On Oct 23, 2014, at 1:22 PM, David Dorwin <ddorwin@google.com> wrote:

> 
> 
> On Thu, Oct 23, 2014 at 1:01 PM, Joe Steele <steele@adobe.com> wrote:
> On Oct 21, 2014, at 7:13 PM, David Dorwin <ddorwin@google.com> wrote:
> 
>> [Subject changed  from "Clarifying key types and persistence"]
>> 
>> On Mon, Oct 6, 2014 at 2:28 AM, Henri Sivonen <hsivonen@hsivonen.fi> wrote:
>> 
> 
> <snip> 
>> The per-origin identifiers that presumably come with per-origin individualization are good for privacy. However, it's unclear whether deferring such individualization to a centralized server maintains those qualities. (I am assuming the reason for the proxying is that the "individualization server" is not run by the application provider.)
> 
> This may point to a need for normative requirements on the identifiers that are made available. Can you explain what your concern is here? And how that concern is specific to this proposed change?
> 
> I'm not sure what type of requirements you're referring to, but I am generally in favor of more normative requirements. Do you have some examples?
> 
> I've documented some of these concerns in the bug [1] and the spec's privacy section [2].
> 
> The concern with this proposed change is that it implies a design that gives a false sense of privacy.
> 
> 
>> This also requires every content provider to understand the privacy implications of doing so (for every client implementation), which is unlikely to be the case. (With user agent-driven initialization, only the user agent vendor needs to understand the implications of this on each particular client it supports.)
> 
> I disagree with this statement. In my experience every content provider using a DRM system directly has contracts in place that constrain how they will use key material and meet legal requirements regarding user PII. For those that use intermediate providers (e.g. OVP) those intermediates have the same contracts and legal requirements. It is VERY likely they do understand the implications. 
> 
> A spec cannot rely on contracts and legal requirements. We also cannot assume that the engineers are checking their work against contracts and legal requirements.
> It's unclear who the "they" that is being constrained is.

The “they” that is being constrained here are the content providers you referred to. Although every engineer may not be checking there work against legal contracts, security and privacy are very serious issues and any engineer working on code which could impact either of these should at a minimum have their work checked and be coding against a guidelines which takes both of these concepts into consideration. 

> My concern with forwarding per-origin individualization requests to a centralized server is with the DRM system, not the content provider.

This proposal has nothing to do with sending messages to a centralized server.
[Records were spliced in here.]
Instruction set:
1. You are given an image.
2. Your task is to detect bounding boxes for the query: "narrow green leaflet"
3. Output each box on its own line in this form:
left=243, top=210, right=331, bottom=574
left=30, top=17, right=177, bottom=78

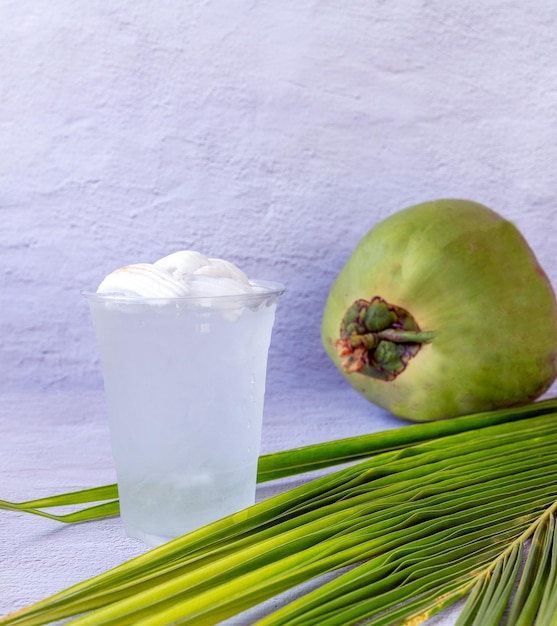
left=0, top=403, right=557, bottom=626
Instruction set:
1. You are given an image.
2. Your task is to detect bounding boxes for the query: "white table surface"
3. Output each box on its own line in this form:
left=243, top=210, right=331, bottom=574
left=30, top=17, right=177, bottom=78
left=0, top=387, right=470, bottom=626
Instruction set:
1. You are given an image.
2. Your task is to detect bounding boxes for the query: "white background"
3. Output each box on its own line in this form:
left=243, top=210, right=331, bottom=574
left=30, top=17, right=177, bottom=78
left=0, top=0, right=557, bottom=393
left=0, top=0, right=557, bottom=619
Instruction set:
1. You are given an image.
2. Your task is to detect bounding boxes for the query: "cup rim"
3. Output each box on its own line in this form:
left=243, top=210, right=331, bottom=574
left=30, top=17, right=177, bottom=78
left=80, top=279, right=286, bottom=305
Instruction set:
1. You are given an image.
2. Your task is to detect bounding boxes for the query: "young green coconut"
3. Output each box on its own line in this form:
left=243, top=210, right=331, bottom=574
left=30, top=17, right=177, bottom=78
left=322, top=200, right=557, bottom=422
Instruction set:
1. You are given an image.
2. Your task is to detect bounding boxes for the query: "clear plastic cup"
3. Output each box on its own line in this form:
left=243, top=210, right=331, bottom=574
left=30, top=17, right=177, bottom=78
left=83, top=281, right=284, bottom=546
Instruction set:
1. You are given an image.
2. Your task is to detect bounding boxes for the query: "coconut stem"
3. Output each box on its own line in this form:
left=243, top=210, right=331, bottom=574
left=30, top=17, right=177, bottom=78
left=336, top=296, right=435, bottom=381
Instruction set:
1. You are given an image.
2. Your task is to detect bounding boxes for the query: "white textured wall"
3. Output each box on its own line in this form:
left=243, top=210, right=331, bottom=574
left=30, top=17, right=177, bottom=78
left=0, top=0, right=557, bottom=392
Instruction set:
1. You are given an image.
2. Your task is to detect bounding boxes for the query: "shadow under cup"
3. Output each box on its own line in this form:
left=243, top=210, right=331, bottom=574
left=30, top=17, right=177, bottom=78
left=83, top=281, right=284, bottom=546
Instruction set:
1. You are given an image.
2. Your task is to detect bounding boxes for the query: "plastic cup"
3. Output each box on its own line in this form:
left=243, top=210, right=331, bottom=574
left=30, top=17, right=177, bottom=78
left=83, top=281, right=284, bottom=546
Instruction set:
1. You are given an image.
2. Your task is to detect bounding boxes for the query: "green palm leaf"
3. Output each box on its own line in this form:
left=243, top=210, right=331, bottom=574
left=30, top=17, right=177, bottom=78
left=0, top=401, right=557, bottom=626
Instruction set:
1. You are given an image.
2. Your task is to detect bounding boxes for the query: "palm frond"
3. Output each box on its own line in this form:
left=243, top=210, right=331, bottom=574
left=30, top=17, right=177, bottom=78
left=0, top=402, right=557, bottom=626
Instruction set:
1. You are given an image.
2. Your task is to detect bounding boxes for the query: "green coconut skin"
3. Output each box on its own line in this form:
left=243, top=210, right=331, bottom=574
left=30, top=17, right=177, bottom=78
left=322, top=200, right=557, bottom=422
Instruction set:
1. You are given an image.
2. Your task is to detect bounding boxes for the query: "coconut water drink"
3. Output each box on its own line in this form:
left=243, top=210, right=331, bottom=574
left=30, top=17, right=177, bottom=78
left=86, top=251, right=283, bottom=546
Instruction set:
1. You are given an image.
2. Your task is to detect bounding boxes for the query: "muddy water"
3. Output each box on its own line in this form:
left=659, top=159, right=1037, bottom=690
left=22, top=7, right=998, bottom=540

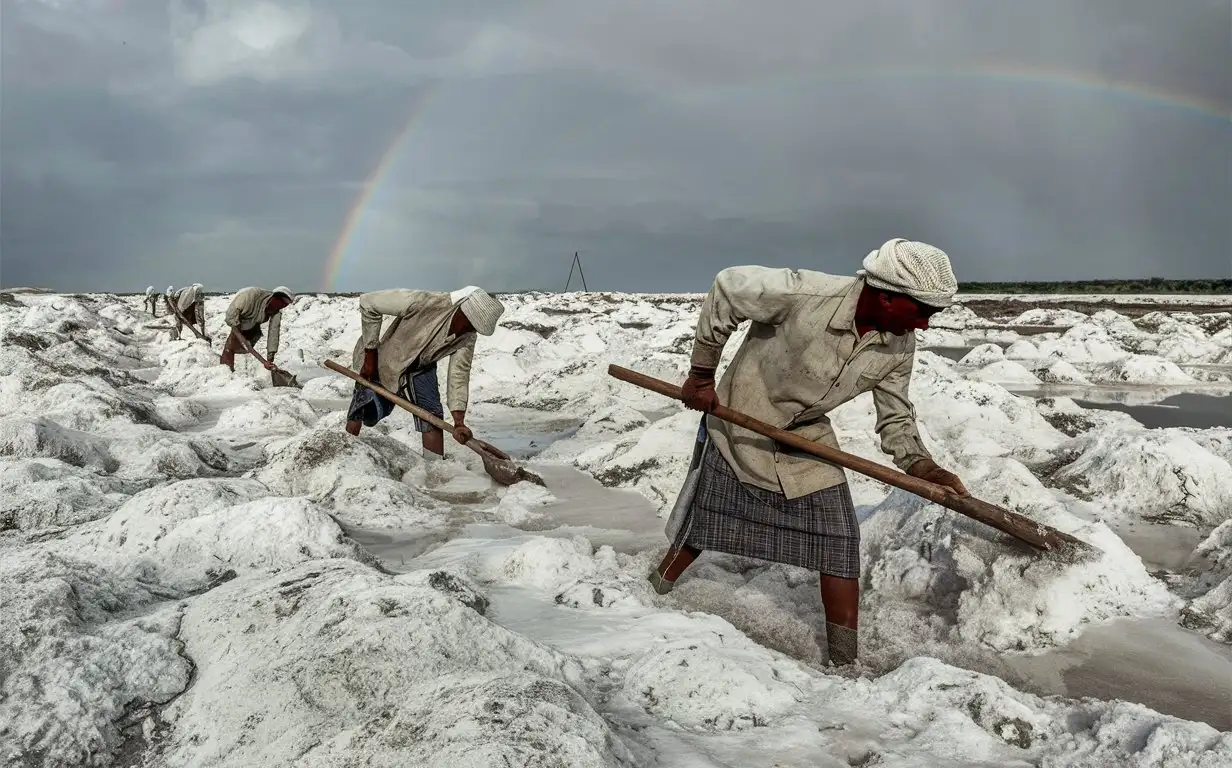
left=1074, top=392, right=1232, bottom=429
left=1003, top=619, right=1232, bottom=731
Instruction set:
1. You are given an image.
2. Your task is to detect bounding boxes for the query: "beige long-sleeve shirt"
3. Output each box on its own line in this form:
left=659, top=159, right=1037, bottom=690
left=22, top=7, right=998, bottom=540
left=172, top=285, right=206, bottom=328
left=692, top=266, right=930, bottom=498
left=351, top=288, right=477, bottom=411
left=224, top=287, right=282, bottom=359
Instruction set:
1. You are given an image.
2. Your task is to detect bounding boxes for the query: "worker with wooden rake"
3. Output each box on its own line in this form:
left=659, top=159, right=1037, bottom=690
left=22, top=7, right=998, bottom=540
left=168, top=282, right=209, bottom=341
left=346, top=286, right=505, bottom=459
left=649, top=238, right=967, bottom=666
left=218, top=286, right=296, bottom=372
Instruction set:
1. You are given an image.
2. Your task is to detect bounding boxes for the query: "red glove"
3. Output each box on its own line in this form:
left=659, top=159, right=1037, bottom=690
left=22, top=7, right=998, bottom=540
left=680, top=365, right=718, bottom=413
left=907, top=459, right=971, bottom=496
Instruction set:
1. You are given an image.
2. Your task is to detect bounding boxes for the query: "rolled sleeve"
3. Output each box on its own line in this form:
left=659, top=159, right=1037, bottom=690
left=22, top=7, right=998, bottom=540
left=872, top=355, right=933, bottom=472
left=691, top=266, right=801, bottom=369
left=446, top=337, right=474, bottom=411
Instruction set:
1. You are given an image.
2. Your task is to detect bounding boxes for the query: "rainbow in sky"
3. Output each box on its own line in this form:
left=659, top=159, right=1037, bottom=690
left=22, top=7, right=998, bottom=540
left=320, top=64, right=1232, bottom=292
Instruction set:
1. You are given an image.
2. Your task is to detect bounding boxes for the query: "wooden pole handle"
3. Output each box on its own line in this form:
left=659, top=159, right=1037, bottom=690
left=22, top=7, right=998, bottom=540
left=322, top=360, right=509, bottom=461
left=607, top=365, right=1089, bottom=551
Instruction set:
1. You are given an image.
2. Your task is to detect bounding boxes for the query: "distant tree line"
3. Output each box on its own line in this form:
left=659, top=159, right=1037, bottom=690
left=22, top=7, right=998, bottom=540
left=958, top=277, right=1232, bottom=293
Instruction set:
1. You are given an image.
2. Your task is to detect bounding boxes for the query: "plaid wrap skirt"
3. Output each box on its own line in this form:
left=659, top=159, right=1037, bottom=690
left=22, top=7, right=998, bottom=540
left=673, top=422, right=860, bottom=578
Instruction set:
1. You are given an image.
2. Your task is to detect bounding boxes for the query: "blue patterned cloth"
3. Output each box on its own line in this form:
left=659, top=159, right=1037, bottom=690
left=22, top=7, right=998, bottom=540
left=346, top=362, right=445, bottom=431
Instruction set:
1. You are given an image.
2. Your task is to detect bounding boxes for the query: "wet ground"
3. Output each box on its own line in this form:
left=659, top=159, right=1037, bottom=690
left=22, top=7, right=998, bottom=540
left=1074, top=392, right=1232, bottom=429
left=1003, top=619, right=1232, bottom=731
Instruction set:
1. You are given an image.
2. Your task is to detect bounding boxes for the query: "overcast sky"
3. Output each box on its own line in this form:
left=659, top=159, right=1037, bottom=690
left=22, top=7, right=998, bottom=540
left=0, top=0, right=1232, bottom=291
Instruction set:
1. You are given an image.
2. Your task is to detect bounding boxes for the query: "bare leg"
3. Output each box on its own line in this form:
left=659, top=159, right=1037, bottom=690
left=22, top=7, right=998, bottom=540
left=649, top=544, right=701, bottom=594
left=822, top=573, right=860, bottom=667
left=218, top=328, right=237, bottom=374
left=424, top=427, right=445, bottom=456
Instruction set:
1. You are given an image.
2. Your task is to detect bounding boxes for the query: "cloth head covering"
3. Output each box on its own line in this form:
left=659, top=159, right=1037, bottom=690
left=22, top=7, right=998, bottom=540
left=856, top=238, right=958, bottom=307
left=450, top=286, right=505, bottom=337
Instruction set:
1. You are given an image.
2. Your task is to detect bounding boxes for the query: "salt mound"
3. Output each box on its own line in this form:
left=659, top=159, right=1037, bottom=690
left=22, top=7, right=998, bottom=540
left=958, top=344, right=1005, bottom=367
left=1090, top=355, right=1194, bottom=385
left=1037, top=323, right=1130, bottom=364
left=211, top=390, right=318, bottom=434
left=0, top=459, right=124, bottom=531
left=496, top=482, right=556, bottom=525
left=1007, top=307, right=1090, bottom=327
left=0, top=545, right=192, bottom=766
left=540, top=404, right=655, bottom=461
left=308, top=672, right=637, bottom=768
left=0, top=417, right=120, bottom=472
left=921, top=328, right=967, bottom=348
left=828, top=658, right=1232, bottom=768
left=1180, top=520, right=1232, bottom=645
left=66, top=480, right=360, bottom=593
left=320, top=475, right=450, bottom=531
left=1032, top=360, right=1090, bottom=383
left=912, top=353, right=1064, bottom=465
left=1050, top=429, right=1232, bottom=528
left=1005, top=340, right=1040, bottom=360
left=967, top=360, right=1040, bottom=385
left=928, top=304, right=992, bottom=330
left=484, top=536, right=617, bottom=590
left=161, top=561, right=630, bottom=768
left=301, top=375, right=355, bottom=401
left=861, top=460, right=1169, bottom=661
left=558, top=411, right=701, bottom=510
left=255, top=425, right=418, bottom=497
left=623, top=637, right=812, bottom=732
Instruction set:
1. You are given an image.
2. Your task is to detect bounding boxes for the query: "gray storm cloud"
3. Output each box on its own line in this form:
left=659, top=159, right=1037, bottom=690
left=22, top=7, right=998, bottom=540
left=0, top=0, right=1232, bottom=291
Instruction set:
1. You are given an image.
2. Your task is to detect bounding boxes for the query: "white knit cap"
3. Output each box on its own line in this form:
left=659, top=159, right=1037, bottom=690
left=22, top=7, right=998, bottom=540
left=856, top=238, right=958, bottom=307
left=458, top=288, right=505, bottom=337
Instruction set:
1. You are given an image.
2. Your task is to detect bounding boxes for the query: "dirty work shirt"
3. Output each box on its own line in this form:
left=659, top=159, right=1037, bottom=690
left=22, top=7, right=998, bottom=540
left=224, top=287, right=282, bottom=360
left=692, top=266, right=931, bottom=499
left=351, top=288, right=478, bottom=411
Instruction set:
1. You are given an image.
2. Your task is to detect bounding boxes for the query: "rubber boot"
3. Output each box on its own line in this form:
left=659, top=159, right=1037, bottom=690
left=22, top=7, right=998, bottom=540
left=825, top=621, right=860, bottom=667
left=647, top=571, right=676, bottom=594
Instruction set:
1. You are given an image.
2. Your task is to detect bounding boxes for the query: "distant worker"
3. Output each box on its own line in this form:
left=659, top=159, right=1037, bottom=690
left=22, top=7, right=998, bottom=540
left=169, top=282, right=209, bottom=341
left=218, top=286, right=296, bottom=371
left=346, top=286, right=505, bottom=457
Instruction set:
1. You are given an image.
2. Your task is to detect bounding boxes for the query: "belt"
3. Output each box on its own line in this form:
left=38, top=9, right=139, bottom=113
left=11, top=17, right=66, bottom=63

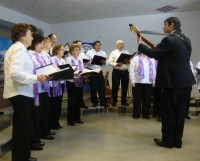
left=113, top=69, right=128, bottom=72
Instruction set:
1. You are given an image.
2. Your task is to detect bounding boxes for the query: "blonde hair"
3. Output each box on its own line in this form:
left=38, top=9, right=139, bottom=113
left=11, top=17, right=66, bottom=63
left=52, top=44, right=64, bottom=55
left=43, top=37, right=51, bottom=43
left=69, top=44, right=81, bottom=53
left=116, top=40, right=124, bottom=45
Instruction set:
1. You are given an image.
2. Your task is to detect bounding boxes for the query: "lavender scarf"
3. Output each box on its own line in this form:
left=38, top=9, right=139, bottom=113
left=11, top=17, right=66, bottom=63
left=71, top=58, right=83, bottom=87
left=138, top=54, right=153, bottom=82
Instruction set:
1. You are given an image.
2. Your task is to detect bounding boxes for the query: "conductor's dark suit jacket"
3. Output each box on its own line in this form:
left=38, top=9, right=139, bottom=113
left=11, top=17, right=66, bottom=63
left=138, top=31, right=195, bottom=88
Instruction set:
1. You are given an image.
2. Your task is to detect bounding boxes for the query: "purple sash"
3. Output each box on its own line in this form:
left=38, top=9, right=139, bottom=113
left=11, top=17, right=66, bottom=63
left=34, top=53, right=51, bottom=97
left=138, top=54, right=153, bottom=82
left=28, top=53, right=39, bottom=106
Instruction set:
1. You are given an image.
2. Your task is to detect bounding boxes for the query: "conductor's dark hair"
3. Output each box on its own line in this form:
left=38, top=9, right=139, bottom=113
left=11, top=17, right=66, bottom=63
left=165, top=17, right=181, bottom=32
left=28, top=33, right=44, bottom=50
left=11, top=23, right=31, bottom=43
left=48, top=33, right=56, bottom=38
left=29, top=24, right=38, bottom=33
left=73, top=40, right=82, bottom=44
left=93, top=40, right=101, bottom=47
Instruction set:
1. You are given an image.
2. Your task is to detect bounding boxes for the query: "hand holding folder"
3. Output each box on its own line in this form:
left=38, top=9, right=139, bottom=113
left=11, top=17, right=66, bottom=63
left=116, top=53, right=131, bottom=64
left=75, top=69, right=101, bottom=77
left=36, top=64, right=74, bottom=80
left=91, top=55, right=106, bottom=65
left=83, top=59, right=90, bottom=63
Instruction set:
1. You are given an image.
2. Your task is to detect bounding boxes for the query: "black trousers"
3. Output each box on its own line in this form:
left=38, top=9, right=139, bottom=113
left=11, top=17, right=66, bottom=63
left=50, top=84, right=64, bottom=129
left=133, top=83, right=152, bottom=117
left=39, top=92, right=50, bottom=137
left=89, top=72, right=106, bottom=106
left=31, top=105, right=41, bottom=145
left=80, top=87, right=85, bottom=107
left=185, top=87, right=192, bottom=115
left=112, top=69, right=129, bottom=104
left=66, top=81, right=82, bottom=123
left=162, top=87, right=191, bottom=146
left=153, top=87, right=162, bottom=117
left=9, top=95, right=34, bottom=161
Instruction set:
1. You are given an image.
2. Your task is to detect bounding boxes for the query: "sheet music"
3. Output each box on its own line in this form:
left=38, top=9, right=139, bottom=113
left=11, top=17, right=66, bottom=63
left=36, top=64, right=61, bottom=75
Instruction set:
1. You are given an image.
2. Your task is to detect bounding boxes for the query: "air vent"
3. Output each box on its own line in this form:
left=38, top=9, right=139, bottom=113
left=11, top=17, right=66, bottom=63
left=156, top=6, right=177, bottom=12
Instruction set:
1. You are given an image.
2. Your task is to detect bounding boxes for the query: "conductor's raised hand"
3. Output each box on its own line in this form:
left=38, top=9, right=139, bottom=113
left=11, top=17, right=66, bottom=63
left=100, top=60, right=106, bottom=64
left=124, top=59, right=130, bottom=64
left=37, top=74, right=49, bottom=82
left=117, top=62, right=123, bottom=67
left=137, top=36, right=142, bottom=45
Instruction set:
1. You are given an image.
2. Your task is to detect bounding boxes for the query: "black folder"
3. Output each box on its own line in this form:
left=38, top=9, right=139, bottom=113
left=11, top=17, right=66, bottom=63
left=49, top=68, right=74, bottom=80
left=116, top=53, right=131, bottom=63
left=91, top=55, right=106, bottom=65
left=58, top=64, right=71, bottom=69
left=83, top=59, right=90, bottom=63
left=36, top=64, right=74, bottom=80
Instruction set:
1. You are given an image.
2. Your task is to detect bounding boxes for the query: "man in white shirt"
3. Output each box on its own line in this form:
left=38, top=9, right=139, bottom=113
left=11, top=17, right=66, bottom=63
left=108, top=40, right=130, bottom=107
left=3, top=24, right=48, bottom=161
left=86, top=41, right=108, bottom=108
left=48, top=34, right=57, bottom=56
left=196, top=61, right=200, bottom=93
left=73, top=40, right=89, bottom=109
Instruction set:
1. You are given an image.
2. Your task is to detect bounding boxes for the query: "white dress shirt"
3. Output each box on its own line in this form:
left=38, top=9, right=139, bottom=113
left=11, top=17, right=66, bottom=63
left=79, top=48, right=86, bottom=59
left=196, top=61, right=200, bottom=90
left=129, top=55, right=156, bottom=84
left=86, top=49, right=107, bottom=70
left=66, top=55, right=84, bottom=82
left=40, top=50, right=53, bottom=65
left=51, top=55, right=66, bottom=84
left=108, top=49, right=130, bottom=70
left=3, top=42, right=37, bottom=98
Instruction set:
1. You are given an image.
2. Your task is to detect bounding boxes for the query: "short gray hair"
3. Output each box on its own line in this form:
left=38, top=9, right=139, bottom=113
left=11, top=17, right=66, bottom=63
left=116, top=40, right=124, bottom=45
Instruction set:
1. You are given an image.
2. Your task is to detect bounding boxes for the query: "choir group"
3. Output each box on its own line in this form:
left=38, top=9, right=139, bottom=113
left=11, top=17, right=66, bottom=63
left=4, top=15, right=199, bottom=161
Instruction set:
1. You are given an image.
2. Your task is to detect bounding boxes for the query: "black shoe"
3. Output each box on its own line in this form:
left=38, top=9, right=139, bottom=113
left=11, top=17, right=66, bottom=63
left=121, top=102, right=129, bottom=106
left=132, top=115, right=140, bottom=120
left=67, top=122, right=75, bottom=126
left=58, top=125, right=63, bottom=129
left=112, top=103, right=117, bottom=107
left=154, top=138, right=173, bottom=148
left=185, top=114, right=191, bottom=120
left=51, top=127, right=59, bottom=130
left=28, top=158, right=37, bottom=161
left=31, top=144, right=43, bottom=150
left=100, top=104, right=109, bottom=108
left=75, top=120, right=84, bottom=124
left=174, top=144, right=182, bottom=149
left=49, top=131, right=56, bottom=135
left=39, top=141, right=45, bottom=146
left=157, top=117, right=161, bottom=122
left=42, top=135, right=55, bottom=140
left=92, top=103, right=98, bottom=107
left=81, top=105, right=89, bottom=109
left=142, top=116, right=151, bottom=119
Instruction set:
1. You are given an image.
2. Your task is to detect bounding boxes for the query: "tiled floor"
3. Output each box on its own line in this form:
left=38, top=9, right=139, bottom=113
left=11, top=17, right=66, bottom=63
left=0, top=108, right=200, bottom=161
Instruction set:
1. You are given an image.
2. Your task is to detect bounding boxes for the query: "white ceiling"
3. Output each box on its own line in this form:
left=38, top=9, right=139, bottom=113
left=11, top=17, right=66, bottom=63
left=0, top=0, right=200, bottom=24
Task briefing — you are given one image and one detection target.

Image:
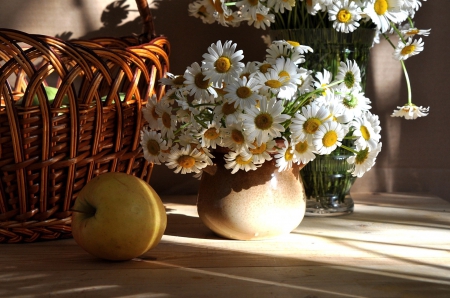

This proposal is simply about distinguishing message types. The application provider decides where those messages go. And if the application provider decides to send then all to a central server, that is it’s right. If that is your concern — you should file a separate bug, but frankly I don’t see how that can be constrained. 

> 
>> 
>> Is use of a centralized server necessary? Maybe there is another way to achieve per-origin IDs without contacting a central server for each origin. 
> 
> This is irrelevant IMO. The issue raised here is that the application needs a way to distinguish this type of message from others without KeySystem-specific logic. The server the application chooses to send those messages to is entirely up to the applications author and should not be constrained by this spec. 
> 
> Well, this should be relevant to you and Henri as implementors.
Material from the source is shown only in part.